I know you’ve heard it:
“Why can’t ChatGPT do this?”
It’s the 2024 equivalent of “Why won’t Google do this?” – an absurd query that has long been the shallowest VC litmus test for early-stage ideas.1 But this updated question is asked more often, and more seriously, because ChatGPT has become the default benchmark for what’s possible in AI.
Part of the phenomenon is familiar, if unusual: the near-total conflation of a new technology with a single product implementation. A handful of contemporary examples exist: Google, Photoshop, the iPad, the Walkman, Velcro. But there’s something very different about ChatGPT: it is the first time that I can think of where the underlying technology is evolving faster than the applications built on top of it.
In the AI space, it’s the core models doing the disrupting, not the startups. Each new release leapfrogs forward, threatening to obsolete entire application layers. AI startups must not only keep pace with competitors but also adapt to an environment where foundational breakthroughs constantly redefine product strategies.

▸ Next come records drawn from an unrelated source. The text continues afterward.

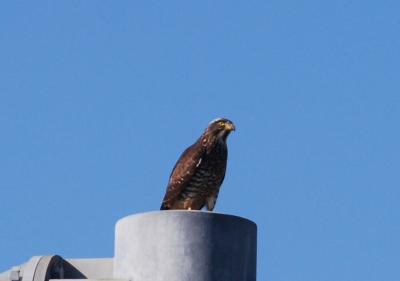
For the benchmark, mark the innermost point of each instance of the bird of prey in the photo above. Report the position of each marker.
(199, 172)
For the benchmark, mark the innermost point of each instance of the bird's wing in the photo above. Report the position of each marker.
(181, 174)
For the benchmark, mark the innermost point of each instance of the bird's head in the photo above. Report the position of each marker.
(220, 128)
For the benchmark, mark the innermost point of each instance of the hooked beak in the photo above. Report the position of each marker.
(230, 127)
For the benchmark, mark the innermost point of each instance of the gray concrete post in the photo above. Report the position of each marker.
(185, 246)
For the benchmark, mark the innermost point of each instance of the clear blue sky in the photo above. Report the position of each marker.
(99, 98)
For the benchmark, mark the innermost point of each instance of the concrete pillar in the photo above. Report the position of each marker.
(185, 246)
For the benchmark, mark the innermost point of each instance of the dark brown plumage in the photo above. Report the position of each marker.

ChatGPT’s potency lies in it’s dual nature. It is simultaneously:
- a showcase for the state-of-the-art frontier of LLM capabilities
- a very narrow UX for single-threaded chat
That’s an extremely potent combination, and as a result, ChatGPT has become the de facto standard for what an “LLM interface” should be. And that’s a problem, because chat is a truly terrible interface for most AI applications. Real-world software applications have requirements that don’t fit well into a chat interface, even one delivered as an API. They need efficiency, precision, automation, integration, scalability, observability, and reproducibility. I don’t want to chat with my {docs, code, toaster, etc.} — I want to do things with them.
But the trouble with this ruthlessly effective combination of technology and interface is that it’s created an unusually rigid definition of what “AI” is, and it’s hurting innovation. Introducing an effective AI-powered product that isn’t chat-based means solving two problems: proving the AI works, and justifying the unfamiliar interface.
We need to shift our perspective. LLMs are fundamentally a technology for transforming tokens, not a product in themselves. Instead of inviting users to chat, we should focus on how core LLM operations2 can deliver value, then build features around those capabilities. To compete with the ChatGPT standard, prioritize the user experience (or developer experience), not the raw LLM capabilities.
Arguably, the most impactful consequence of ChatGPT’s success is that LLMs have become a commodity, and the real battleground is the experience of using them.
The path forward lies in treating AI like other powerful technologies – as tools to be integrated, not products to be imitated. We don’t trumpet that we chose DuckDB (for example); we simply use it create better software. Similarly, AI should enhance our applications without being their focal point.
To truly innovate in this space, we must look beyond ChatGPT and see the forest for the trees. By treating AI as the transformative technology it is, rather than a product to be copied, we can unlock its full potential and create applications that genuinely push boundaries.
The next time you hear “Why can’t ChatGPT do this?” reframe it:
“I see how ChatGPT might demo this. How are you going to deliver it to users?”